49      The VAT Directive does not contain any provision extinguishing the obligation to pay VAT in the event of the extinguishment of the customs debt relating to smuggled goods on the ground set out in Article 124(1)(e) of the Union Customs Code. It follows that, once it has become chargeable, the VAT on such goods remains due.

50      That assessment is borne out by the fact that, where the goods have been seized and confiscated after going beyond the first customs office situated inside the customs territory of the European Union, the chargeable event for VAT has already occurred and the VAT has become chargeable as a result (see, by analogy, judgment of 29 April 2010, Dansk Transport og Logistik, C‑230/08, EU:C:2010:231, paragraph 94).

51      In the present case, since the goods concerned were seized and confiscated after they were imported, for the purposes of Article 70 of the VAT Directive, the VAT remains chargeable; the extinguishment of the corresponding customs debt is irrelevant in that regard.

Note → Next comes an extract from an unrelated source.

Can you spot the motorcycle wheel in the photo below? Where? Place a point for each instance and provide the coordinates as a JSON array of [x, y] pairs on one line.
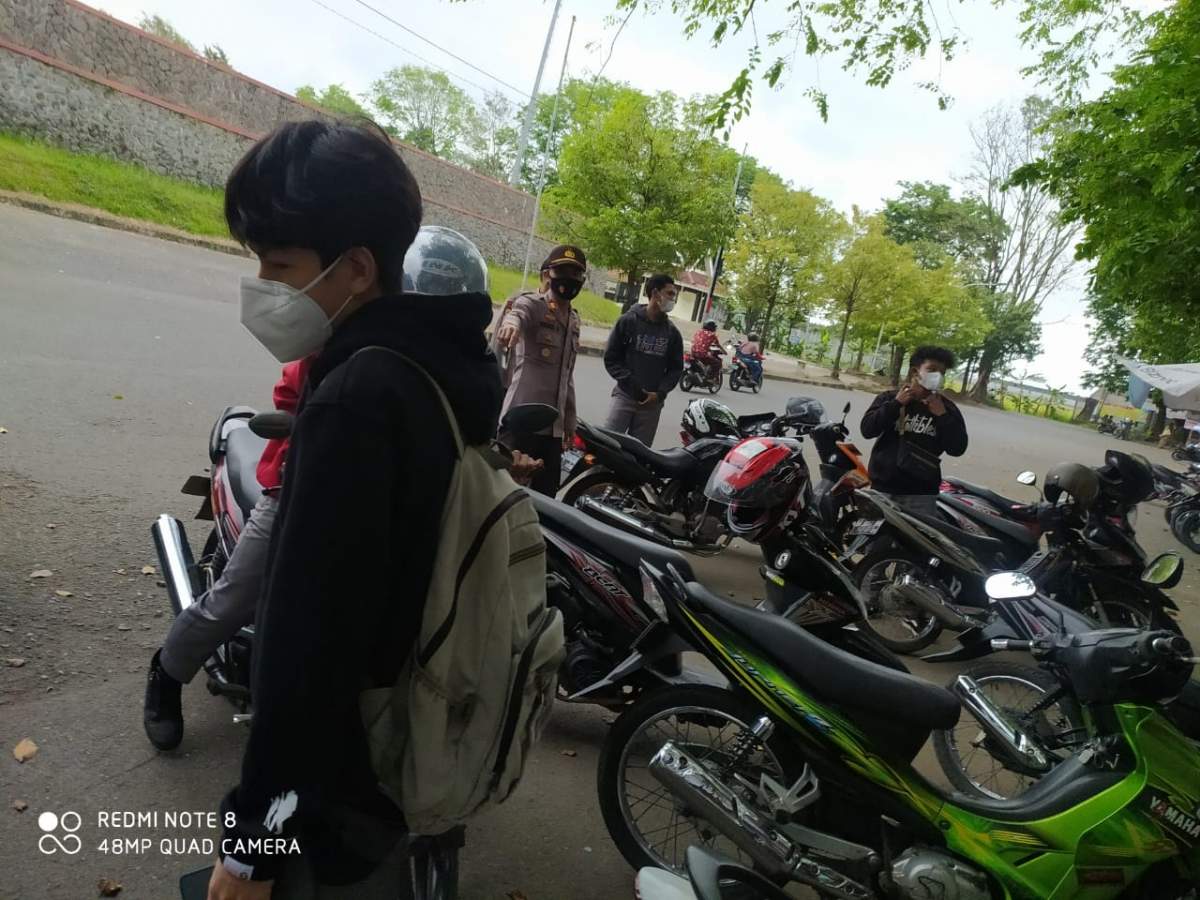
[[651, 827], [1186, 527], [901, 630], [963, 750]]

52      Consequently, the answer to the second question is that Article 2(b) and Article 7(1) of Directive 2008/118, as well as Article 2(1)(d) and Article 70 of the VAT Directive, must be interpreted as meaning that the extinguishment of the customs debt on the ground provided for in Article 124(1)(e) of the Union Customs Code does not lead to the extinguishment of the debt linked, respectively, to excise duty and to VAT in respect of goods unlawfully introduced into the customs territory of the European Union.

 Costs

53      Since these proceedings are, for the parties to the main proceedings, a step in the action pending before the referring court, the decision on costs is a matter for that court. Costs incurred in submitting observations to the Court, other than the costs of those parties, are not recoverable.

On those grounds, the Court (Second Chamber) hereby rules:

1.      Article 124(1)(e) of Regulation (EU) No 952/2013 of the European Parliament and of the Council of 9 October 2013 laying down the Union Customs Code must be interpreted as meaning that a customs debt is extinguished where goods are seized and subsequently confiscated when they have already been unlawfully introduced into the customs territory of the European Union.

2.      Article 2(b) and Article 7(1) of Council Directive 2008/118/EC of 16 December 2008 concerning the general arrangements for excise duty and repealing Directive 92/12/EEC, as well as Article 2(1)(d) and Article 70 of Council Directive 2006/112/EC of 28 November 2006 on the common system of value added tax, must be interpreted as meaning that the extinguishment of the customs debt on the ground provided for in Article 124(1)(e) of the Union Customs Code does not lead to the extinguishment of the debt linked, respectively, to excise duty and to value added tax in respect of goods unlawfully introduced into the customs territory of the European Union.

[Signatures]


*      Language of the case: Lithuanian.